|Scarab of pharaoh Akhenaten with and Udjat eye on the back
|Amarna Period, 14th Century B.C
|14 mm x 8 mm
|Ex Museum Exhibiton of the Arbeitsgruppe für Biblische Archäologie, Germany (Deaccession)
Akhenaten, also known as Amenhotep IV, was an ancient Egyptian pharaoh who reigned during the 18th dynasty. He is particularly famous for his radical religious reforms during the Amarna Period (approximately 1353-1336 BCE). Akhenaten introduced a monotheistic religion centered around the worship of the sun disk, Aten, and he moved the Egyptian capital from Thebes to a newly established city called Akhetaten (modern-day Amarna). This period marked a significant departure from the traditional polytheistic beliefs of ancient Egypt. Akhenaten’s reign also saw artistic changes, with a more naturalistic style evident in depictions of the royal family. His successor, Tutankhamun, eventually reversed many of these reforms after Akhenaten’s death, restoring the old gods and traditions, making the Amarna Period a unique and transformative episode in Egyptian history.

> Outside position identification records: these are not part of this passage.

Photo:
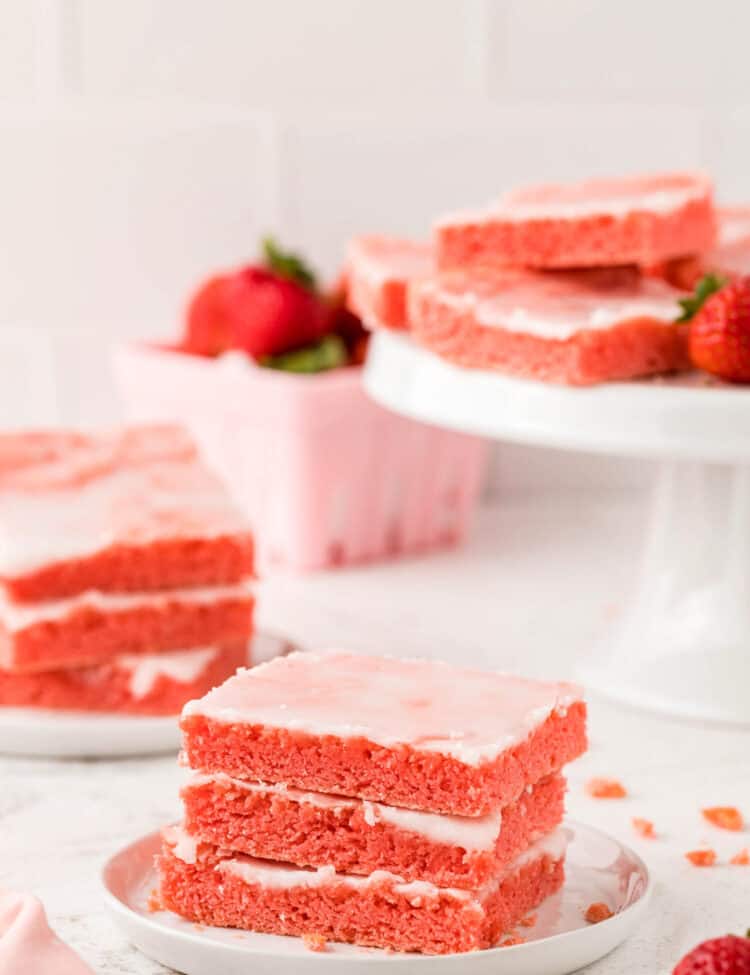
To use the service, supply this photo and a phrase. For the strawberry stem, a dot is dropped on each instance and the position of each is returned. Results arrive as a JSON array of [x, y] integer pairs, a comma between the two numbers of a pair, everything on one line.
[[287, 264], [707, 286]]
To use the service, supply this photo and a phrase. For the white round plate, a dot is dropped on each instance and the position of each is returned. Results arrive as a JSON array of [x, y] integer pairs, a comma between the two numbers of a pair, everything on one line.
[[36, 732], [686, 416], [599, 868]]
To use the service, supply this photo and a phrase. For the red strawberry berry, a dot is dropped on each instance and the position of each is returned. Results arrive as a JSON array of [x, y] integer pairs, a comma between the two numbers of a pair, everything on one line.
[[721, 956], [265, 309], [719, 338], [208, 329], [270, 314]]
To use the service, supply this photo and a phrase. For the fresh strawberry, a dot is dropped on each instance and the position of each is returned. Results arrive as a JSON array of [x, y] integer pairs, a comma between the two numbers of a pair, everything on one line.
[[270, 314], [208, 329], [719, 338], [346, 324], [721, 956]]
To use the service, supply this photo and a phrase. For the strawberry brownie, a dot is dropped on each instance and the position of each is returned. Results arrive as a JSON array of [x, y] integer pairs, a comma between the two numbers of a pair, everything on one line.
[[377, 272], [635, 220], [125, 511], [146, 684], [575, 328], [310, 829], [414, 733], [94, 627], [208, 885], [730, 257]]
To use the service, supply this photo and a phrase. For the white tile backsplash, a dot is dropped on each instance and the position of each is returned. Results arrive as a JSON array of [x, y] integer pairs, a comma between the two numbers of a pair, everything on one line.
[[643, 50], [148, 142], [18, 49], [298, 53], [353, 171], [111, 215]]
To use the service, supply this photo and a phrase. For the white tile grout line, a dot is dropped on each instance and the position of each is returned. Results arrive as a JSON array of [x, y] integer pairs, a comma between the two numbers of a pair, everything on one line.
[[478, 45], [50, 49]]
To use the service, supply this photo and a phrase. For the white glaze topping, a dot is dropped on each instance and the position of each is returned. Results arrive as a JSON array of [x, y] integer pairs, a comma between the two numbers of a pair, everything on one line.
[[182, 666], [597, 198], [18, 616], [65, 496], [471, 834], [431, 706], [381, 260]]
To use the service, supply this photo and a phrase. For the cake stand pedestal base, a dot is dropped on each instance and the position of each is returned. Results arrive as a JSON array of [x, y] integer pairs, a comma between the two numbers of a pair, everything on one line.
[[683, 644]]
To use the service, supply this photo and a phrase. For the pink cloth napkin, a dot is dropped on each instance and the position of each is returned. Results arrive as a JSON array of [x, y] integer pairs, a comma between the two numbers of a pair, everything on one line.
[[28, 946]]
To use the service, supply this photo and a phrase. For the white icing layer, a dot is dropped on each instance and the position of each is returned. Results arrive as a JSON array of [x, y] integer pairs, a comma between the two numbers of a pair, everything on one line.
[[182, 666], [281, 876], [470, 715], [19, 616], [67, 496], [557, 308], [472, 834]]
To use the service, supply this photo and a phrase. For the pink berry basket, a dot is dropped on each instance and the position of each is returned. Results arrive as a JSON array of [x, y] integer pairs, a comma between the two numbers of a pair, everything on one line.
[[326, 476]]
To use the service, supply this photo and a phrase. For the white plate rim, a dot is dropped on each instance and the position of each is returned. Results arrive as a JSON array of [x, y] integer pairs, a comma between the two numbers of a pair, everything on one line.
[[626, 918]]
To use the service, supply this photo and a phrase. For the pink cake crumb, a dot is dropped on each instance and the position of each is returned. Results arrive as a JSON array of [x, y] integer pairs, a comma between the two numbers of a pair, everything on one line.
[[377, 271], [315, 942], [636, 220], [126, 511], [413, 733], [210, 886], [359, 837], [147, 684], [94, 627], [576, 328]]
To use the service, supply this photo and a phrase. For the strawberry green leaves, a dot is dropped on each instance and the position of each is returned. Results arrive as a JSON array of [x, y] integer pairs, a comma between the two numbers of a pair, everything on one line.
[[708, 285]]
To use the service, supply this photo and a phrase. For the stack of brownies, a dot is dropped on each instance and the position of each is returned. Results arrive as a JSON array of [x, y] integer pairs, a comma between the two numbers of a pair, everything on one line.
[[570, 284], [124, 572], [403, 804]]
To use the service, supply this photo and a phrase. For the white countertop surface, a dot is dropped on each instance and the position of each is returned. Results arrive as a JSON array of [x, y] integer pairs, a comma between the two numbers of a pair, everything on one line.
[[530, 592]]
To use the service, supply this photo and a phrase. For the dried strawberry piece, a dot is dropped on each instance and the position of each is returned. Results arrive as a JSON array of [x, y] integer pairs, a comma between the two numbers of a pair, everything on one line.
[[729, 955], [314, 942], [154, 903], [597, 912], [606, 789], [644, 828], [725, 817], [702, 858]]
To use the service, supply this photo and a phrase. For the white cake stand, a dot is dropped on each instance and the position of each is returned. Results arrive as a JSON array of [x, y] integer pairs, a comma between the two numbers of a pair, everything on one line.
[[683, 645]]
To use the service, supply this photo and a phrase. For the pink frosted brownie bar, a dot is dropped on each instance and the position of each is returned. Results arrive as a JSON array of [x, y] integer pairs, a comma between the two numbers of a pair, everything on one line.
[[575, 328], [355, 836], [94, 627], [215, 887], [635, 220], [378, 270], [414, 733], [730, 257], [145, 684], [125, 511]]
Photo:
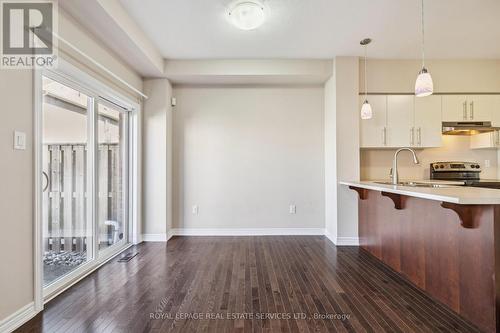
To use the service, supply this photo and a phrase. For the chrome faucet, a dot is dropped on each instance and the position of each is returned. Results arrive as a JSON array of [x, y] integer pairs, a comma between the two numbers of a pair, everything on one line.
[[394, 170]]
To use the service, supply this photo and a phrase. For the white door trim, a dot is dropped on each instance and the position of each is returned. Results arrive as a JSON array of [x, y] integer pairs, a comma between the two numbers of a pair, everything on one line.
[[72, 76]]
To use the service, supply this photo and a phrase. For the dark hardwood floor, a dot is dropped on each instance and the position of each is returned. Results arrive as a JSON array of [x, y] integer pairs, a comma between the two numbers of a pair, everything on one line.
[[246, 284]]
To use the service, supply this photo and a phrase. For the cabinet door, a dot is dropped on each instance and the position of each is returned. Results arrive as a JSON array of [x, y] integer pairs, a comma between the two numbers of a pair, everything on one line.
[[481, 107], [400, 131], [495, 111], [428, 127], [455, 108], [373, 131]]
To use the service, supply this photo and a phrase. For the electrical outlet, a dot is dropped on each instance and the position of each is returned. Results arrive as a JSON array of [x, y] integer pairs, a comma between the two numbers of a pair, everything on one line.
[[19, 140]]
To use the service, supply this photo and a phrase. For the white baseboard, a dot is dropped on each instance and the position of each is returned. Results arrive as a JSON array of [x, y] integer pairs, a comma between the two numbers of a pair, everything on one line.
[[154, 237], [339, 241], [347, 241], [247, 231], [343, 241], [18, 318]]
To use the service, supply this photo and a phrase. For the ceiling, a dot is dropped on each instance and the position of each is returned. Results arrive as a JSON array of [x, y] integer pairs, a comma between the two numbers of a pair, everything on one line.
[[198, 29]]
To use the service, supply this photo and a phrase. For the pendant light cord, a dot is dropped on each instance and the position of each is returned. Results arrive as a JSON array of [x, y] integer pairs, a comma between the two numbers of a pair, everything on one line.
[[423, 37], [366, 80]]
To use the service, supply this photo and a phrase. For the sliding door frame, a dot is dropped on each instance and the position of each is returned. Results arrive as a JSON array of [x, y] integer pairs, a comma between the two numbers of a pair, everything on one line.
[[96, 90]]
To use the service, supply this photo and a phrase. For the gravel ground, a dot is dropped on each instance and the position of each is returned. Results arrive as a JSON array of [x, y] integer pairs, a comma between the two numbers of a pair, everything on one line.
[[57, 264]]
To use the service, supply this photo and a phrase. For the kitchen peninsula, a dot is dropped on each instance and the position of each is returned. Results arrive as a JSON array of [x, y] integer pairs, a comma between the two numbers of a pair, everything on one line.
[[445, 240]]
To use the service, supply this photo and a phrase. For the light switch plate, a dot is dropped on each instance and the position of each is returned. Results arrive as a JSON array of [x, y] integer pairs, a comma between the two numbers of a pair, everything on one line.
[[19, 140]]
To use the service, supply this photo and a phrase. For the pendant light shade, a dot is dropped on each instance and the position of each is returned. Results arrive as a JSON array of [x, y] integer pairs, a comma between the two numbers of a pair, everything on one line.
[[366, 108], [366, 111], [424, 85]]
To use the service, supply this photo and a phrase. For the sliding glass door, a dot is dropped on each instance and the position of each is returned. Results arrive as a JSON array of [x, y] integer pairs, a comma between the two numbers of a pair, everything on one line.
[[85, 192], [67, 228], [112, 157]]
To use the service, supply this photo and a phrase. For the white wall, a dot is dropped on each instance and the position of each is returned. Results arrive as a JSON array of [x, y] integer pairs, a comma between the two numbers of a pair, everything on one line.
[[347, 138], [244, 154], [157, 157], [331, 158]]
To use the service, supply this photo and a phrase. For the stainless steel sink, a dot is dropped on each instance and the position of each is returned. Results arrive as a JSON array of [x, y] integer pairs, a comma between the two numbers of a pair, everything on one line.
[[416, 184]]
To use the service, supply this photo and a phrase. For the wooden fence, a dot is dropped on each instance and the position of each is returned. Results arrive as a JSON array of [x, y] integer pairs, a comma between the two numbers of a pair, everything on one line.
[[65, 222]]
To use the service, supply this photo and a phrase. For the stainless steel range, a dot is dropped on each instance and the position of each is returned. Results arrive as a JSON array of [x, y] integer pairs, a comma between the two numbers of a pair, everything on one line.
[[468, 172]]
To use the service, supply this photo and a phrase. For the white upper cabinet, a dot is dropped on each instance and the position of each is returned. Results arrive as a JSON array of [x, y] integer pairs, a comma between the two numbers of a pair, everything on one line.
[[428, 117], [469, 108], [402, 121], [455, 108], [373, 131], [481, 107], [400, 129], [495, 111]]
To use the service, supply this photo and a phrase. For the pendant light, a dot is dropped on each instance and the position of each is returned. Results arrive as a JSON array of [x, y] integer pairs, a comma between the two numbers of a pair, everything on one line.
[[424, 85], [366, 108]]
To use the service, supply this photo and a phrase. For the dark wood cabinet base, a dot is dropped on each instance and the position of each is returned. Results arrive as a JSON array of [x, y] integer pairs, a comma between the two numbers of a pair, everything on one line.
[[446, 250]]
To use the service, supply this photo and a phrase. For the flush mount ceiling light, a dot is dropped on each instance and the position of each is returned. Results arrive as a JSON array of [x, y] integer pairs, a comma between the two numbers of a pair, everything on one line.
[[247, 15], [366, 109], [424, 85]]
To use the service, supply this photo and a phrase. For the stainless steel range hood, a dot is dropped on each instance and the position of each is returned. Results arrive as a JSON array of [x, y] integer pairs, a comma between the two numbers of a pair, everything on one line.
[[468, 127]]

The Udjat Eye, often called the “Eye of Horus” or the “Eye of Ra,” is a powerful symbol in ancient Egyptian mythology and is closely associated with protection, healing, and restoration. It is typically depicted as a stylized human eye with distinctive markings and falcon or cobra elements, representing the left eye of the god Horus or the right eye of the god Ra, depending on the context. The Udjat Eye was believed to have protective and healing properties and was used in amulets and jewelry to ward off evil and bring blessings. It was also associated with the concept of soundness and completeness, making it a symbol of well-being and protection in ancient Egyptian culture.